The implications of this "clock blindness" extend far beyond time-telling. It serves as a potent symbol of the current gap between AI's performance on standardized benchmarks and its readiness for real-world applications that require robust, reliable spatial and temporal awareness.[5][7] Fields like autonomous robotics, smart assistants for scheduling, and assistive technologies for the visually impaired all depend on an accurate understanding of time and the physical world.[8] The inability to master a seemingly simple, rule-based task like reading a clock raises serious questions about the reliability of these systems in more complex, time-sensitive scenarios.
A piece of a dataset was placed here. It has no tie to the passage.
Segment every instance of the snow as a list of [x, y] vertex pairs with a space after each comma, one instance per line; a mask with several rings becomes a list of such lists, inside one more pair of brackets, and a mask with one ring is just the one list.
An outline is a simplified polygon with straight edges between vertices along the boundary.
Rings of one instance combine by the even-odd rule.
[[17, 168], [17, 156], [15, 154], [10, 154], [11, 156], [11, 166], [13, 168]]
This research highlights the urgent need for new AI development approaches that move beyond simply scaling up existing models and training data. It suggests that true artificial general intelligence, or AGI, will require novel architectures capable of the kind of spatial scanning and integrated reasoning that humans use instinctively. Benchmarks like ClockBench, while focused on a simple task, are therefore crucial for the industry, as they expose these fundamental weaknesses and provide a clear target for the next generation of AI research to overcome.